Pharmacist - Formulist
Expert in phytotherapy
Who is it?
The pilosella (Hieracium pilosella), with an apparently innocent and light-hearted name, is a phytotherapeutic superhero that offers all of itself for the good of dogs and cats. For their well-being, the whole plant is used and not just one or some parts.
This composite belongs to the same family as the dandelion, albeit of a more minute size, to which it resembles mainly due to its yellow flower.
The first to notice and point out the superpowers of the pilosella, recognizing it as a heroine and not a normal citizen, was Saint Hildegarda in the twelfth century, who agreed to use it for medical purposes.
Embellished with inulin and tannins, flavonoids, caffeic and chlorogenic acid, the pilosella helps to soothe different needs.
The main action for which it is called to work is the diuretic one, in which it is particularly capable if it is fresh and not dried.
The pilosella also promotes the elimination through the urine of uric acid and chlorine, as well as having antiseptic properties and promoting the reparative processes at the level of the bladder mucosa. Possessing an antibiotic activity, the pilosella mercilessly kills the bacterium which, in cases of kidney failure or urinary duct stones, irritates the dog or cat, with a real antibiotic activity.
The pilosella is not denied to anyone and finds bread for its teeth also in the treatment of cystitis and struvite stones which, due to their rough surface, can damage the cat's urethra and make him lose blood from the urine. The pilosella in these cases favors the healing processes, an action that sees it present both in internal bleeding as in this case, and in external ones.
Close to femininity, pilosella is also useful in cases of overweight or cellulite, while tannins, in addition to allowing it to carry out the previously mentioned tasks, give it astringent properties.
The pilosella has bacteriostatic activity, limiting bacterial replication, and fights colibacillosis, the pathology caused by Escherichia coli.
However, she does not waste herself and lends her hand, on the contrary she offers herself all, in its ineffable qualities, to the liver, causing an increase in bile secretion and contraction of the gallbladder (choleretic and cholagogue activity).

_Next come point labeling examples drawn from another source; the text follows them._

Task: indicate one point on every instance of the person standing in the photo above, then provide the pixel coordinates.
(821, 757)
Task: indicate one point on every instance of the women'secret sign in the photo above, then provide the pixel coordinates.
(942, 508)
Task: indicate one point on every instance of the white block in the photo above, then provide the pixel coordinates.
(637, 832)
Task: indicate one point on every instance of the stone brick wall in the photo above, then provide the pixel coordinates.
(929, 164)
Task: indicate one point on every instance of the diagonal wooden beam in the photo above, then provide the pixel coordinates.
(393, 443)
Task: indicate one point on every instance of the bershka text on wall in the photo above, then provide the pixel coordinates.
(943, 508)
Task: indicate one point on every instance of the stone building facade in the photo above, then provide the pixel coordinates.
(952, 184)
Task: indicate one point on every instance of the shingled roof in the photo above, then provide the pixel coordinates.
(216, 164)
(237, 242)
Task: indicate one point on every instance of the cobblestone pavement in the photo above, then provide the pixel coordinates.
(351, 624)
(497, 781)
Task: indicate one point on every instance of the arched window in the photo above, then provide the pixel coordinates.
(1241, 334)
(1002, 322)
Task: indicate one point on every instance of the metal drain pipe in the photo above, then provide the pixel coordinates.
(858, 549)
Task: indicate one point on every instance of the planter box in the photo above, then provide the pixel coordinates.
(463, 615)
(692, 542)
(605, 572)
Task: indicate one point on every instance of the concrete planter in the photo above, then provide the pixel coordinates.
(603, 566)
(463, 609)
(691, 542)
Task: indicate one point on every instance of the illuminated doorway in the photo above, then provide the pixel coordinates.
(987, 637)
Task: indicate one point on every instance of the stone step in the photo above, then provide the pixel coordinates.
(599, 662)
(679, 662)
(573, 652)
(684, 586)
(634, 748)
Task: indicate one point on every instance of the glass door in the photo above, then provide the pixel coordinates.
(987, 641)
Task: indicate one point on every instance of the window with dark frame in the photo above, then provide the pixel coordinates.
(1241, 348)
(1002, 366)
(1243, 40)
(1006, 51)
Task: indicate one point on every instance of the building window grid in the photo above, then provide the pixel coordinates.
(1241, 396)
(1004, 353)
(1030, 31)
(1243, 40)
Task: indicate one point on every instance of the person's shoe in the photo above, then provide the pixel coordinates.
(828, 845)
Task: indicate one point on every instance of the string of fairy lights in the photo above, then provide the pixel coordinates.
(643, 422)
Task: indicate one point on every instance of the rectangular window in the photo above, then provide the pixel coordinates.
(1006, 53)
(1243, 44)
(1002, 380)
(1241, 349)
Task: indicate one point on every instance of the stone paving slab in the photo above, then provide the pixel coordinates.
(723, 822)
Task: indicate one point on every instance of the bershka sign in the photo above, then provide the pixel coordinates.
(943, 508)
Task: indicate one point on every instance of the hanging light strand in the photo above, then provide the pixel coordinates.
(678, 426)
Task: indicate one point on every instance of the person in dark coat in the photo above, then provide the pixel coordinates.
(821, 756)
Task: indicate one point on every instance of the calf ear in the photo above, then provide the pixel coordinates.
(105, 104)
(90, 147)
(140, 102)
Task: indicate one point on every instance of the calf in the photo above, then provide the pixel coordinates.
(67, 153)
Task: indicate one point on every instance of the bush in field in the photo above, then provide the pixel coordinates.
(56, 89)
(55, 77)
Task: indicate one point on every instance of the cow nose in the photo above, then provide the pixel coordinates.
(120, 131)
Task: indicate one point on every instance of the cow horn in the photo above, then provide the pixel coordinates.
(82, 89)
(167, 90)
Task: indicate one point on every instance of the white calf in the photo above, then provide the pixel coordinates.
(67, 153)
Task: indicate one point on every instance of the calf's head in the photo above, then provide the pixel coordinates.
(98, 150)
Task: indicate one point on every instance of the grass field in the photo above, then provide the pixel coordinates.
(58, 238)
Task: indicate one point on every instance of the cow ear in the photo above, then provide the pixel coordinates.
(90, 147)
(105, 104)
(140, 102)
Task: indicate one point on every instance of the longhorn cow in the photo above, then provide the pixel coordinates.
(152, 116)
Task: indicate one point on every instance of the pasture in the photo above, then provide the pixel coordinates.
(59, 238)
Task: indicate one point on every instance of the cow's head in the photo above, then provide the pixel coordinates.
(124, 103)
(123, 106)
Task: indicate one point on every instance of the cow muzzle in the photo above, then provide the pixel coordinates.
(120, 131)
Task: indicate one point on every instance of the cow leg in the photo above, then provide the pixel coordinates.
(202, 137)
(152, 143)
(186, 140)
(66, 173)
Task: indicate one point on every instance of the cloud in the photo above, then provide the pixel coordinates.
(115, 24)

In folk medicine, the dried leaves of pilosella helped to stop epistaxis, or the loss of nosebleeds, while in herbal teas, in addition to the astringent effect, it was useful for sore throats.
Where to find it
Pelosetta and jaunty, the pilosella hops from one bag to another to indulge and make its very important contribution: from the FORZA10 Renal Active, both for dogs and cats , to the Urinary Active only for cats, without forgetting the corresponding foods, wet, from the Actiwet line.
The pilosella, also called piloselle in French, derives its name from the Latin pilosus, or hairy, a description due to its leaves, covered by a light down. In France, however, it is also called oreille de souris, or mouse ears, a common name translated slavishly also in English, where it is called mouse ear. Also in this case the reason for the choice lies in the leaves, but this time because of their particular shape.